Et après votre séance d'entrainement, si l'écran de votre téléphone ressemble à ça...
...ce n'est pas si grave ! ;-)
Autre source de déconcentration à éliminer facilement :
Avant de commencer une séance, réunissez près de vous tout ce dont vous aurez besoin pour travailler. Être obligé de s'interrompre pour faire autre chose que s'exercer peut être catastrophique pour la concentration.
Astuce n°4
« Jouez détendu »
Facile à dire, pas toujours facile à faire, je sais. Mais non négociable !!!
Épaules baissées (mais dos droit), bras relâchés, poignets souples, baguettes maintenues sans crispation. Je n'ai pas dit mou ! Tonique et souple. L'énergie que vous envoyez dans vos bras et vos jambes pourra alors circuler librement. Et tout vous semblera plus facile.
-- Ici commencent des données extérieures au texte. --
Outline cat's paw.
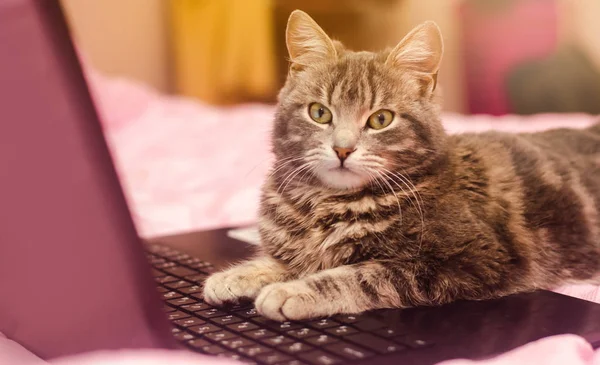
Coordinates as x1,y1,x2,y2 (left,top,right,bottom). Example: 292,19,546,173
204,268,263,305
254,281,324,321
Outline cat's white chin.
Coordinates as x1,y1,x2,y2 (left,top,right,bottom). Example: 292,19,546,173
317,168,369,190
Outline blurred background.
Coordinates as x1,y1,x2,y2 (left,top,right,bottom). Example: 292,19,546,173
62,0,600,115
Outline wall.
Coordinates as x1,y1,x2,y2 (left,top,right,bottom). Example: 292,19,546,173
57,0,600,112
61,0,170,91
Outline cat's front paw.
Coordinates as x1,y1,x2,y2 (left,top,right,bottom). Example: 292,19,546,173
204,268,262,305
254,281,318,321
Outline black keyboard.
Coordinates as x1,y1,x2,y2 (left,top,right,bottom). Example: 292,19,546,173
147,245,433,365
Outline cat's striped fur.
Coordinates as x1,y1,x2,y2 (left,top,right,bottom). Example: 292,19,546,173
205,9,600,320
Au contraire, lorsque vous jouez crispé, vous ajoutez une difficulté à ce que vous travaillez, et pas des moindres ! Un peu comme si vous faisiez du vélo en gardant les freins serrés :-/
Jouer détendu, c’est bon pour :
- Vos plaquettes de frein
- Votre santé
- Votre endurance
- Le tempo
- Le groove
- Le son (vous n’aurez pas le même toucher si vous êtes jouez tendu)
- Le contrôle et la rapidité d’exécution
- Les sensations et le plaisir de jouer (qui n'est que le résultat des points énumérés ci-dessus)
et enfin...
- Provoquer l’admiration de votre entourage : qui est le plus sympa, cool et impressionnant à regarder : le batteur crispé ou le batteur détendu ?… et à entendre : un jeu hésitant et bancal ou un jeu fluide et maîtrisé ?
...alors, ça vaut le coup de s’en soucier chaque jour et chaque minute où vous jouez, ou pas ?
Astuce n°5
« Une difficulté à la fois »
Un exemple :
Vous avez décidé de perfectionner votre tempo car vous avez remarqué qu’au moment de placer un break, vous avez tendance à accélérer (le stress, l’excitation, une petite poussée d’adrénaline ?…). Pour travailler ce point précis, choisissez un groove et un break que vous maîtrisez déjà. De cette manière, vous pourrez diriger la plus grande part possible de votre attention sur le travail du tempo. Avec l'aide de votre métronome, bien entendu ;-)
Autre exemple :
Vous avez un groove à jouer. Il vous pose un sérieux problème parce que le rythme de la grosse caisse n'est pas évident à placer. De plus, le rythme de la cymbale est inhabituel pour vous et vous n'arrivez pas à le tenir quand vous jouez le reste avec.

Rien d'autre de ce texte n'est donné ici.